Published December 15, 2014
— Reuters/File
— Reuters/File

ISTANBUL: Turkish police on Sunday arrested the editor of the country’s biggest selling newspaper and at least two dozen other media figures in a new crackdown on supporters of President Recep Tayyip Erdogan’s exiled rival, Fethullah Gulen.

At least 25 people were held in raids across Turkey, including Ekrem Dumanli, the editor-in-chief of Zaman whose arrest in Istanbul was broadcast live on television.

The round-up came just two days after Mr Erdogan warned of a new blow against the “evil forces” of Mr Gulen, who the president accused of orchestrating a corruption probe almost exactly a year ago against members of his inner circle.


Arrest warrants issued for 32 people


Those held included an executive of Samanyolu television, also seen as close to Mr Gulen, as well as a TV director, producers, scriptwriters and some police officers. Arrest warrants were issued for a total of 32 people, the official Anatolia news agency reported.

Mr Erdogan has repeatedly vowed vengeance on Mr Gulen’s alleged “parallel state” within the police, media and judiciary and branded the massive corruption inquiry — which threatened to touch his own family — “an attempted coup”.

He warned on Friday he would “pursue them (Gulen’s supporters) in their lairs”.

“We are not just faced with a simple network, but one which is a pawn of evil forces at home and abroad,” he said.

“We will go into their lairs again. Whoever is beside them and behind them, we will bring down this network and bring it to account.”

Mr Gulen, 73, who lives in the United States, is the spiritual leader of the Hizmet movement, which controls media outlets, schools and cultural centres. He was a key backer of Mr Erdogan before falling out with him over the government’s plans to shut down his schools.

Hizmet has denied being behind the corruption probe, which dragged down four ministers and prompted a cabinet shake-up, posing the most serious challenge to Mr Erdogan’s government since it came to power in 2002.

Early on Sunday a huge crowd — made up of newspaper staff and readers — gathered outside Zaman’s offices on the outskirts of Istanbul, preventing the police from entering the building to make arrests.

But plainclothes officers returned a few hours later, detaining Mr Dumanli, as the crowd chanted: “The free press cannot be silenced.”

Hidayet Karaca, the head of Samanyolu TV, called the raids “a shameful sight for Turkey”, before he himself was detained elsewhere.

“Sadly in 21st century Turkey this is the treatment a media group with tens of television and radio stations, internet media and magazines receives.” Anatolia reported that the suspects were accused of a number of offences including “forming a gang to try and seize state sovereignty”.

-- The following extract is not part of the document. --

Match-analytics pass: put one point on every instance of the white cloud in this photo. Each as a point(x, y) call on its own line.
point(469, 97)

As in almost all the previous raids — which mostly targeted police officers suspected of backing Mr Gulen — the details of the swoop were leaked by a mysterious Twitter user named Fuat Avni before it was even carried out.

Last week Fuat Avni, believed to be a government official, warned his followers that police were set to detain some 400 people, including 150 journalists. Late on Saturday, he went on to publish the names of those journalists, some of whom were among those rounded up.

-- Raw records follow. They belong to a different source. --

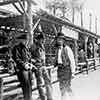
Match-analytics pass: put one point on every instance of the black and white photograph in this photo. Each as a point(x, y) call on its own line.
point(49, 50)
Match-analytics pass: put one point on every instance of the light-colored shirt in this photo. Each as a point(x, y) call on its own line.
point(59, 55)
point(71, 58)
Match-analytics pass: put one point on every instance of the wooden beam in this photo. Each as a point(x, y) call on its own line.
point(7, 2)
point(19, 1)
point(17, 8)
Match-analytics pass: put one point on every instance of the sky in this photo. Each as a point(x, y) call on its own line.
point(90, 6)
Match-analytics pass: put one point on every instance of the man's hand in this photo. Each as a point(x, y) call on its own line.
point(29, 66)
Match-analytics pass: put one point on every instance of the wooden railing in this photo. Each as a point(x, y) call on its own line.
point(11, 85)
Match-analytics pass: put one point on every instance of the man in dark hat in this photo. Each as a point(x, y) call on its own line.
point(38, 56)
point(66, 65)
point(22, 57)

Main opposition leader Kemal Kilicdaroglu denounced the operation as “a coup” that “we cannot accept under any circumstances”.

“The process that we are going through is not something faced in healthy democracies. This is a coup process,” he told reporters, vowing to be on the side of the victims.

In an apparent reference to Mr Gulen’s supporters, Prime Minister Ahmet Davutoglu said on Sunday: “Today is a day of test. Everyone will pay for what they have done and their anti-democratic behaviour.”

Health Minister Mehmet Muezzingolu echoed Mr Davutoglu and said: “Turkey is a state of law. If someone does wrong, they pay a price.”